Reinvented Ranger pickups will move Ford into midsize truck market
It’s been just over six years since the last Ford Ranger pickup rolled off the assembly line, and Ford Motor Co. is ready to make the small-size truck for North American markets again.
But this time, it’s a mid-size pickup, and it looks a lot more like the current F-150 than the former Ranger.
Production on the new truck will begin in late 2018 for the 2019 model year. It will be powered by Ford’s 2.3-liter EcoBoost gasoline engine and mated to the company’s 10-speed automatic transmission. The new Ranger will be available in both two-wheel- and four-wheel-drive configurations.
Making the announcement on the eve of the North American International Auto Show in Detroit, Ford truck marketing manager Todd Eckert said the new pickup, while based on the Ranger the company has sold in the global market since 2011, features an all-new exterior design, chassis and powertrain developed specifically for the North American truck market.

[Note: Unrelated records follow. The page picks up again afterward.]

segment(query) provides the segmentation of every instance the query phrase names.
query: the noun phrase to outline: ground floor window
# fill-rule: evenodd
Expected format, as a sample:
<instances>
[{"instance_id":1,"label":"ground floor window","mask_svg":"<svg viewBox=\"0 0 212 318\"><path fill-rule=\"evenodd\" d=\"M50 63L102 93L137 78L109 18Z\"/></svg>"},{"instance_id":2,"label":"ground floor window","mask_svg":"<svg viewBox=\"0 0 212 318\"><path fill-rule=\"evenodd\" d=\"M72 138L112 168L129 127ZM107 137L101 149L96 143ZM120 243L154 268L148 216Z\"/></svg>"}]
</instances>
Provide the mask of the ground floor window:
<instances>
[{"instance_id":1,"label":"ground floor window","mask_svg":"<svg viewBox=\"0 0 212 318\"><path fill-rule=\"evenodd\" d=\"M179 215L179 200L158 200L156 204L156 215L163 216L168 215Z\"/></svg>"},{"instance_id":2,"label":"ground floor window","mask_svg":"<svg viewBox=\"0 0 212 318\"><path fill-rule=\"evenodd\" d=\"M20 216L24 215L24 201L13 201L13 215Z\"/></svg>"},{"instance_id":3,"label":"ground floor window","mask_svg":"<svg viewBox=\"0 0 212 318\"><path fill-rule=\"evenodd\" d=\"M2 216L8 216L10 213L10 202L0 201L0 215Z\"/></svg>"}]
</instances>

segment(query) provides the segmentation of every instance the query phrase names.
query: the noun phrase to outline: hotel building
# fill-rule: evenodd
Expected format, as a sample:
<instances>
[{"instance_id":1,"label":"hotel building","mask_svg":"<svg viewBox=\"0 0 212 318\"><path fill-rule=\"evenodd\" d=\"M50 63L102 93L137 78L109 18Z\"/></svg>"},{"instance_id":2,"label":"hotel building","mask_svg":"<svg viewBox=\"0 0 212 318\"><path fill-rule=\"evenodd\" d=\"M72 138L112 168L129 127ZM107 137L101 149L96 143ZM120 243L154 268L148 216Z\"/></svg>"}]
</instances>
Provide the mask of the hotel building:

“We’re not just bringing the global Ranger here and dropping it into the U.S. market,” Eckert told The Times. “The powertrain and the off-road packages are both unique to the U.S. market.”
That means that, unlike Ford’s bigger trucks, the new Ranger will not be offered with a diesel engine — at least not at first — nor with a manual transmission.
The reinvented Ranger will allow Ford, which dominates the full-size truck market but has not had anything to offer in the competitive midsize segment, to sell against Toyota’s Tacoma, Chevy’s Colorado, Nissan’s Frontier and GMC’s Canyon.
It’s about time, said Kelley Blue Book senior analyst Karl Brauer.
“The old Ranger was kind of an enigma as the last compact truck on the market, after the Tacoma, the Frontier and the Canyon all got bigger,” Brauer said. “The new one is not little anymore, so it has finally caught up with the midsize trucks.”
Like its larger F-150 sibling, the Ranger will feature a high-strength steel frame paired with frame-mounted steel bumpers. It will feature some aluminum parts, also like the F-150, including the hood and tailgate.
Eckert said the reinvented Ranger is expected to offer best-in-class torque and payload.
The new Ranger will be built in the Wayne, Mich., factory that currently builds the Focus. Ford is shifting production of that vehicle to plants in China and will use the freed-up factory space to make Rangers starting this year and new Broncos starting in 2019.
Eckert said the truck will come standard with driver assist technology like automatic emergency braking. Safety features including blind spot detection, lane-keep assist and lane-departure warning will be available on higher trim levels.
The truck will be compatible with Apple CarPlay and Android Auto. The FX4 Off-Road Package will include skid plates, off-road shocks and suspension, and heavy-duty tires.
To be sold in supercab and supercrew configurations, the Ranger will be available in three trim lines — the entry level XL, the mid-level XLT and the high-end Lariat. It also will be offered with a Ranger-specific off-road package.
Other key details, such as pricing, payload, fuel economy and towing capacities, have not been revealed. The truck itself will be on display at the Ford exhibit during the Detroit Auto Show, which will be open to the public from Jan. 20-28.